Shelby County election officials said Tuesday they have mailed more than 22,000 absentee ballots, and voters still have another two weeks to request to vote by mail.
By comparison, four years ago only about 8,000 absentee ballots were requested in Shelby County for the 2016 presidential election.
Tennessee law requires absentee ballots be returned by mail and received by the close of business on Election Day.
Once a voter sends back their ballot, election workers can’t count them until Election Day.
“Tennessee election law doesn’t allow us to even touch these ballots until 7 p.m.,” said Linda Phillips, administrator of elections in Shelby County.
Phillips and Election Commissioner Brent Taylor have been very vocal about the county needing more scanners to process the onslaught of new absentee ballots.

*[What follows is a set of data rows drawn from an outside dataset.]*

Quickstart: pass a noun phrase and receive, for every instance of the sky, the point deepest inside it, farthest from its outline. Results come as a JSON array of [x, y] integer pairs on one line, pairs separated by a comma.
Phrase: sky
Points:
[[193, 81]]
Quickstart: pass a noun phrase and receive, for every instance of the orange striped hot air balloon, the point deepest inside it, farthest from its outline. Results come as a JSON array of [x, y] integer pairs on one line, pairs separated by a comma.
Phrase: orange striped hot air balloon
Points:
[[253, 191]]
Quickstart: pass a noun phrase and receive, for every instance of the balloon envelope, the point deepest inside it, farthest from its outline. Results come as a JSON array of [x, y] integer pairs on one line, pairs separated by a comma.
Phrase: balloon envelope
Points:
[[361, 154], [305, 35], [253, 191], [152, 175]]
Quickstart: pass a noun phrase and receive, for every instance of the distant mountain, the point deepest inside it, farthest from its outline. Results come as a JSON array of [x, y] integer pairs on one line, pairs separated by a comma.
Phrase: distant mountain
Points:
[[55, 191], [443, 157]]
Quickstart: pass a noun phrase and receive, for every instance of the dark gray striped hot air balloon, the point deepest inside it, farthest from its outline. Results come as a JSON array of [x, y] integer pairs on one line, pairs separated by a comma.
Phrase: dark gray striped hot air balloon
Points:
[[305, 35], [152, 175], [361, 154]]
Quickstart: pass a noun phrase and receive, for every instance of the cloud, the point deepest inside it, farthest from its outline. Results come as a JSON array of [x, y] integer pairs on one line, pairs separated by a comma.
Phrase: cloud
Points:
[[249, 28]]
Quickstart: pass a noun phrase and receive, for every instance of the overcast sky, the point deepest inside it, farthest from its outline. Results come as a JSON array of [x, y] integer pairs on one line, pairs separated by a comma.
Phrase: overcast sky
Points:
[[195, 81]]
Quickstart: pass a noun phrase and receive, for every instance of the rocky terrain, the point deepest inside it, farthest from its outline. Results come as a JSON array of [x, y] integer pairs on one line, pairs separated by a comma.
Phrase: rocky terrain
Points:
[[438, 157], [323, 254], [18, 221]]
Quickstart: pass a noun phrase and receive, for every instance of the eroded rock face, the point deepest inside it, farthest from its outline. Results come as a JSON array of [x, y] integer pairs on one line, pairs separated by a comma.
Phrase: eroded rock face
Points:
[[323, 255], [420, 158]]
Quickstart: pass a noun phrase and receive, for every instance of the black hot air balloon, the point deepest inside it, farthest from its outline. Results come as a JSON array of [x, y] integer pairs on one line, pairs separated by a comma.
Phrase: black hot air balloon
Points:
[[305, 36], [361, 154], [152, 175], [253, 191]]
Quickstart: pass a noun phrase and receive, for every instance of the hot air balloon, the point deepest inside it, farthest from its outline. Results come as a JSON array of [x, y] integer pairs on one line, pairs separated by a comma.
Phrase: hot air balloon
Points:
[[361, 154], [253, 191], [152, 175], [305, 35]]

Two weeks ago they told county commissioners it could be the Saturday after Election Day before workers could finish tallying the votes.
When we spoke with Phillips Monday, she would not commit to a timeframe.
“Part of the problem is you look at the stated rate of speed for manufacturers (of ballot counters) and that’s an interesting number, but it doesn’t account for the human element,” said Phillips.
Each ballot must be physically opened, inspected by a bipartisan team of poll workers and entered into one of four scanners to be counted.
Phillips says she needs two more scanners to effectively process the ballots.
Election advocate and attorney Steve Mulroy says she actually needs something else.
“Which is precisely why what they need is more staff,” said Mulroy. “They don’t need more scanners. They need more staff.”
Currently, election officials are planning to have 200 people at FedExForum processing up to 40,000 absentee ballots.
During the August election, there were 76 people who processed more than 16,000 absentee ballots.